Of all the ideas, the one that stuck was bringing Strzelecki back to screens around the country. 

Pearson said it was important to intimately understand her world. 

“It's not a reinvention of her character, but it's a continuation of her story and true to her world,” he said.

“I think being authentic to Shaz's character is pretty much everything because she is an icon and audiences are really brutal if they spot a fake in that regard. 

“While it seems like it can seem like a no-brainer to take an established character and just build from that, it comes with quite a lot of risks, particularly when they are so very deeply part of the comedic consciousness of the country.” 

Pearson said Szubanski was heavily involved in the creative process, saying “some great improv lines” emerged. 

“You've got a very big client behind her, that's Google, so it very much had to be a scripted piece that we were working from,” he said. 

“But we just wanted to make sure that as we built that out, she was very much across it and giving her input as well.” 

Pearson said the team had several really robust sessions in the lead up to the two-day shoot. 

“They degenerated into laughing fits at times, but they were sort of always trying to make sure that we were balancing what Sharon would do against what we're trying to achieve with it and what was going to be broadly entertaining,” he said. 

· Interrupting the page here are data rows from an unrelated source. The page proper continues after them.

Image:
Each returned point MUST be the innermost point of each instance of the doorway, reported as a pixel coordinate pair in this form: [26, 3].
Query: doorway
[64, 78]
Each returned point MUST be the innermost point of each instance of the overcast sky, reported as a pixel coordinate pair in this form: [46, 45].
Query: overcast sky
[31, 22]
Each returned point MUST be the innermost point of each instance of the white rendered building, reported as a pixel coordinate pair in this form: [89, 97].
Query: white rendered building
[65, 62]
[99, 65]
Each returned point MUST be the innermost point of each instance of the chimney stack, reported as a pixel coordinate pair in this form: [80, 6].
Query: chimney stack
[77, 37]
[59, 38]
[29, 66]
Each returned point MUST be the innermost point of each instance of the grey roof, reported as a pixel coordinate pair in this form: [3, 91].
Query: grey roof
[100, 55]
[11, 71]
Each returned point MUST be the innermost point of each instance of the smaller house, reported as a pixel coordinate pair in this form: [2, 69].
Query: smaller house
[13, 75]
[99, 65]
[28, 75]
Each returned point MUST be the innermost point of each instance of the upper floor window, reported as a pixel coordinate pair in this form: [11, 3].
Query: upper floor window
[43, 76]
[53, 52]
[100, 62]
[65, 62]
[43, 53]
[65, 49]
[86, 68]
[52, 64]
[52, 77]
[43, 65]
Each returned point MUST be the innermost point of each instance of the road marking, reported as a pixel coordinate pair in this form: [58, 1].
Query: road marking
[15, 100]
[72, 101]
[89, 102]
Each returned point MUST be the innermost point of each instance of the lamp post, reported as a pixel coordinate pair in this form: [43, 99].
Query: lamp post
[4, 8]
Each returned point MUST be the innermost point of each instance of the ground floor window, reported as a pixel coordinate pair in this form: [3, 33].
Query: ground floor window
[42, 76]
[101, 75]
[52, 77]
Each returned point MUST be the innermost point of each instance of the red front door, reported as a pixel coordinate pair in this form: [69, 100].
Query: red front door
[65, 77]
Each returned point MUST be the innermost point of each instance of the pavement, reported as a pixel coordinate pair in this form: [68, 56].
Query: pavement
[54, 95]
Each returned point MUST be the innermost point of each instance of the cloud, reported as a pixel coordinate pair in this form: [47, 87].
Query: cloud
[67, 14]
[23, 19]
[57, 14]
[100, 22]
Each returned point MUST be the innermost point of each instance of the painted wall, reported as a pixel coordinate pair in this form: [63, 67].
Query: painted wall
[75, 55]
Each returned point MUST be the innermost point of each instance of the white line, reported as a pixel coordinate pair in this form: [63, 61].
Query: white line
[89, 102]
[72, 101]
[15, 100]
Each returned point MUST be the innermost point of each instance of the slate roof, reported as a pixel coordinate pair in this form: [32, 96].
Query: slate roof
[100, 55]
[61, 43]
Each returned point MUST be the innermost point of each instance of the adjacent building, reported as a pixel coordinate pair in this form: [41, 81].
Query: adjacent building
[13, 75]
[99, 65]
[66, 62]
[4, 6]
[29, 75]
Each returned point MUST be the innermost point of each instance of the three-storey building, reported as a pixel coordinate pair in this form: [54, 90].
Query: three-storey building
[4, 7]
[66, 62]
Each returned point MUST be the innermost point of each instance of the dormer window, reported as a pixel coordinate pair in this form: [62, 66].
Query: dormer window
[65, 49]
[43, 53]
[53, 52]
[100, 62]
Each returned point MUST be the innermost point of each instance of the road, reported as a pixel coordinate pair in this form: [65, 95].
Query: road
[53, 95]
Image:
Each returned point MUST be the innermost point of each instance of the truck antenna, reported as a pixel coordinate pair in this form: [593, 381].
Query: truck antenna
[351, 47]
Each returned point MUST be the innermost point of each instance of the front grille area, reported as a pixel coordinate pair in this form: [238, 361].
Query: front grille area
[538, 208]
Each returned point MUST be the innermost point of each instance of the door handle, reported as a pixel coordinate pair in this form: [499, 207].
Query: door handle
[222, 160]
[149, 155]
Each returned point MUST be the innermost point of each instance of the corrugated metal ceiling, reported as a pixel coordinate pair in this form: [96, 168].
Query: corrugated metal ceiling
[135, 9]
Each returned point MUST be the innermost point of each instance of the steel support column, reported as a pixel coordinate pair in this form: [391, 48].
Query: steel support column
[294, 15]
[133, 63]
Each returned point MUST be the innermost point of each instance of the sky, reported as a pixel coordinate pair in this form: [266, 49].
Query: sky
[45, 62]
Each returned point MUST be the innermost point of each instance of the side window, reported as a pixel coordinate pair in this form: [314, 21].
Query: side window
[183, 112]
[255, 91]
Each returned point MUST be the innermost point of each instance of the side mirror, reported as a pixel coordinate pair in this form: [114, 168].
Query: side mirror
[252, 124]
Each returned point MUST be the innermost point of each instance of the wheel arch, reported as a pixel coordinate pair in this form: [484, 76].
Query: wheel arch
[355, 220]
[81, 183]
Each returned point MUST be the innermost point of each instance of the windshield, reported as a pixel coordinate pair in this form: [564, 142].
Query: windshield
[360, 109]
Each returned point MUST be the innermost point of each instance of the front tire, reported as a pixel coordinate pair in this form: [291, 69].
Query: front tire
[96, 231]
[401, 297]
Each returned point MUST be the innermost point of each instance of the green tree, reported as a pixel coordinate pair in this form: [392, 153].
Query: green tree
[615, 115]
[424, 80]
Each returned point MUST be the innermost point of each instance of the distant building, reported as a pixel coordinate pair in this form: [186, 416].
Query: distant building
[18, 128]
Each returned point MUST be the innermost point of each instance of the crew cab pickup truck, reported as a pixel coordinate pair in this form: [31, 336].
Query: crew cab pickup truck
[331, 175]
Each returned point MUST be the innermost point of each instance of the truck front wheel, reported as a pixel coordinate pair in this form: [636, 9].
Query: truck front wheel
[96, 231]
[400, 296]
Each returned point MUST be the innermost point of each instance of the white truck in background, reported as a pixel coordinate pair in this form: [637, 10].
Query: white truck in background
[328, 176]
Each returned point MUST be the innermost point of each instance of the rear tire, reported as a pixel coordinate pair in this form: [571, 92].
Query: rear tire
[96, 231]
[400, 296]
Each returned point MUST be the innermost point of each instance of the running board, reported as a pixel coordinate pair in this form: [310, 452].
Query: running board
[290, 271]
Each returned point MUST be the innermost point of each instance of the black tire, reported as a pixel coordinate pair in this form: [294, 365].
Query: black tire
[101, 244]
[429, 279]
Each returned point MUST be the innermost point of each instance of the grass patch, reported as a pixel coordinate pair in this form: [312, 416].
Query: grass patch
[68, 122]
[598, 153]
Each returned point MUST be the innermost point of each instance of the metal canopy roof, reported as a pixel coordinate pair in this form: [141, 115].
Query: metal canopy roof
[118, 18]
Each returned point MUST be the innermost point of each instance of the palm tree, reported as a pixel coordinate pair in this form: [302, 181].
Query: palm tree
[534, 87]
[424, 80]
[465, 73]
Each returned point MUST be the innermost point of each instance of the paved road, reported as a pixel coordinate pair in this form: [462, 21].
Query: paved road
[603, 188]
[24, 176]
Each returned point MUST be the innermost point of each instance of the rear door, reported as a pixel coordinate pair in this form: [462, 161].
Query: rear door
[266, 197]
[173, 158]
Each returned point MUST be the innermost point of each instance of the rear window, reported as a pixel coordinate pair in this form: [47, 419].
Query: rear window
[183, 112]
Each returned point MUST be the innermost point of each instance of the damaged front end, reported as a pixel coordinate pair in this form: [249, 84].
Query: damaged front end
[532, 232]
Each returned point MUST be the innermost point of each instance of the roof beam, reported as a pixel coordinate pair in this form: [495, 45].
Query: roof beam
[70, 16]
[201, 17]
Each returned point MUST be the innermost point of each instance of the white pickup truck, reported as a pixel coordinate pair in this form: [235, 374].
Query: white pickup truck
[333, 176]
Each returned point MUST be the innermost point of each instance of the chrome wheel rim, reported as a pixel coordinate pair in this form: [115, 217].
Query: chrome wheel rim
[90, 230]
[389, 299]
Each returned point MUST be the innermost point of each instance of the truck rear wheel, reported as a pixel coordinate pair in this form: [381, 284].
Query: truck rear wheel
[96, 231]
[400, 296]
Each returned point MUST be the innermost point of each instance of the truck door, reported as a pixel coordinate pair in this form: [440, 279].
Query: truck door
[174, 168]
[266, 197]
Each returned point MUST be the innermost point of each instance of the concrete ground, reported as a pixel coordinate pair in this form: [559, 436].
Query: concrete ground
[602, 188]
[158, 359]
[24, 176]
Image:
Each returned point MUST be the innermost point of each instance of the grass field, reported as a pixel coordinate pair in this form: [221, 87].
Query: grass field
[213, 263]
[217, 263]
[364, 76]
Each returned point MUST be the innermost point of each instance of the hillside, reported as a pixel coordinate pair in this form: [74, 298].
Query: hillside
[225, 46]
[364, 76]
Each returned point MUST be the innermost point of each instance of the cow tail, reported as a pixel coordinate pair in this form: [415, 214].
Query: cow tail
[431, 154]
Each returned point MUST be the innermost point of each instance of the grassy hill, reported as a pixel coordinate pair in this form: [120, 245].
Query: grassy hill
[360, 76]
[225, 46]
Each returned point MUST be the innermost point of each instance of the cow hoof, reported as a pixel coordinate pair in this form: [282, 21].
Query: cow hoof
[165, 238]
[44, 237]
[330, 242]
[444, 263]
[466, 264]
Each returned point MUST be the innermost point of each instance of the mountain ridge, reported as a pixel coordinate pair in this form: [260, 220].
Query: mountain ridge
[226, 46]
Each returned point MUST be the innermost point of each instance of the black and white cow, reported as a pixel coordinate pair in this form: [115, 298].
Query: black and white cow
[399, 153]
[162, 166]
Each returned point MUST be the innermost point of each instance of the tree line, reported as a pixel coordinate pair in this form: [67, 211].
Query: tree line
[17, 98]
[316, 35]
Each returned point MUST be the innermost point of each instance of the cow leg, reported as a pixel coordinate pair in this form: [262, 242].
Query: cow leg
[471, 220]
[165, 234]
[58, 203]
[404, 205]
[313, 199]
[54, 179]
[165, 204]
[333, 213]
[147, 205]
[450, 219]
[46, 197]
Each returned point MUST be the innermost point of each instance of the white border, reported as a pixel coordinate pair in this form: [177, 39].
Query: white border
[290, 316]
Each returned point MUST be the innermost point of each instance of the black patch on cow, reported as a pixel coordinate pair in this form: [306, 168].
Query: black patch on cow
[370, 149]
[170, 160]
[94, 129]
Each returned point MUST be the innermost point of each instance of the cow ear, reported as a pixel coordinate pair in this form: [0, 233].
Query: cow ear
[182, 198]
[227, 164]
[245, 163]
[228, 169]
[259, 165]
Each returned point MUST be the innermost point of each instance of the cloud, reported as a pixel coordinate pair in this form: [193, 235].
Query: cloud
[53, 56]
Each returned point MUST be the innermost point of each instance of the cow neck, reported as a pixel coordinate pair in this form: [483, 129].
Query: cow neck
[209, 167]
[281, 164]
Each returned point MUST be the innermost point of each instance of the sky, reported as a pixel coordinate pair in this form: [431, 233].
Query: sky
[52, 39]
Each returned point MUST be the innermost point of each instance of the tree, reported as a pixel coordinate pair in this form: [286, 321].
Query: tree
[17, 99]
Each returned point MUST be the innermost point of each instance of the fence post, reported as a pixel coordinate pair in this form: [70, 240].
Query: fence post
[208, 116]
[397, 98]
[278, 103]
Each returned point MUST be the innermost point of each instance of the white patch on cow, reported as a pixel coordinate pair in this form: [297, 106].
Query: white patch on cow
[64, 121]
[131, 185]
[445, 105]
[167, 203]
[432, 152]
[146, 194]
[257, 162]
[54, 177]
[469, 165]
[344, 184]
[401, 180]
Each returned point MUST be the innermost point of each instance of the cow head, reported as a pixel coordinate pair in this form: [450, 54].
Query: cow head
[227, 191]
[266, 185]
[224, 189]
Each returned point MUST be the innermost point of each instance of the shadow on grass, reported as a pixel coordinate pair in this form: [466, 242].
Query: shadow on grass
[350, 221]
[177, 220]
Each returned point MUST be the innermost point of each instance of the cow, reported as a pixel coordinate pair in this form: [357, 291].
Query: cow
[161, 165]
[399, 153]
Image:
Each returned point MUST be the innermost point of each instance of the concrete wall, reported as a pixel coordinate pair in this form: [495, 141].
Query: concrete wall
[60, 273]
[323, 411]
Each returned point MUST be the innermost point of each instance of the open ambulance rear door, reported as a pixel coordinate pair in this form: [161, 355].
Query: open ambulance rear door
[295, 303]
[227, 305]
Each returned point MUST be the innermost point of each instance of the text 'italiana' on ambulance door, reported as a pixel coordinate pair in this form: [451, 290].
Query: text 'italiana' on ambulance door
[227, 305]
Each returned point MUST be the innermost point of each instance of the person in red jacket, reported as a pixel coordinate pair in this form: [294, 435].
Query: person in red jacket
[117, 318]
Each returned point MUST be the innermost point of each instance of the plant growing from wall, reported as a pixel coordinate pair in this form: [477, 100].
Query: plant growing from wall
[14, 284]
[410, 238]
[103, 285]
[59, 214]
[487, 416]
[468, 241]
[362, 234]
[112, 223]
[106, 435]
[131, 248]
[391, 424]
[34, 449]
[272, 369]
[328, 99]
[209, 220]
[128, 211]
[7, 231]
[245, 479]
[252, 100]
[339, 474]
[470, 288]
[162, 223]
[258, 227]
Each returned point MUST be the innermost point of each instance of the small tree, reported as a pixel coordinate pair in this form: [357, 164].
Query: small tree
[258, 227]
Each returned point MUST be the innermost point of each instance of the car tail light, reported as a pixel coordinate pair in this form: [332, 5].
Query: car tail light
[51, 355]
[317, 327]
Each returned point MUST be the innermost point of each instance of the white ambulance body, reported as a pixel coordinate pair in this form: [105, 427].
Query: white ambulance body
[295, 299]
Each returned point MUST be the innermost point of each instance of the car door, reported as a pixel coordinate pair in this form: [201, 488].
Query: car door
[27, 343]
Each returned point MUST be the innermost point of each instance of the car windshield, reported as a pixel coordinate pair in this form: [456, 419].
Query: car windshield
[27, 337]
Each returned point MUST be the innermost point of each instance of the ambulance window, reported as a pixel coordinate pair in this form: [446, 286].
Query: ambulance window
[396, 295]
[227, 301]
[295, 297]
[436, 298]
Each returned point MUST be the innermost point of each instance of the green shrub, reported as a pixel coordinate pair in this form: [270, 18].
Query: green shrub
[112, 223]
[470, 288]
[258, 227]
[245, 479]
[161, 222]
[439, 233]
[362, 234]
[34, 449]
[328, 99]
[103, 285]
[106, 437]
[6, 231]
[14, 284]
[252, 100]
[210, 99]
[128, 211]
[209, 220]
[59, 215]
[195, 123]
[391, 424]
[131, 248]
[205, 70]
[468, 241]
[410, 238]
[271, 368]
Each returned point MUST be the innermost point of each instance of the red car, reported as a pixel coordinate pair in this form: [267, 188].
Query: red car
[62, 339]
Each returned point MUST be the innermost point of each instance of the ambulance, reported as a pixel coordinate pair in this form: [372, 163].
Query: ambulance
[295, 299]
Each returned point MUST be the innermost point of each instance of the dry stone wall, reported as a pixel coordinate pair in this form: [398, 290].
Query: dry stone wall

“She loved ‘Bowled & Beautiful’ from the beginning and just helped build it out even further through many gags, lots of which were unusable because of being too naughty but lots that were usable, and we just tried to weave it through so it became a genuine collaboration between all of us.

“I don't think you could trace who did what by the end of it, in terms where ideas in that script came from, but that's a fantastic thing too because it means that you've got genuine buy-in from your talent. 

“She's carrying the whole thing and we obviously wanted to build the world around her with quirky characters that felt very real to her.”

The campaign racked up more than 1.3million organic views in the first month and System One Testing showed 2.9x long-term market share growth compared to B2B advertising benchmarks. 

While there are no confirmed plans to produce another Google Ad featuring Strzelecki, Joyce said the campaign has left people begging for more. 

“If you go through the social comments there's a lot of people that would love to see a continuation of this story,” he said. 

“We certainly haven't sort of explored the limit of where Sharon's going to go with this so I think we could look at a lot of different plot lines that fall out of this initial adventure. 

“We would love to continue the adventure.”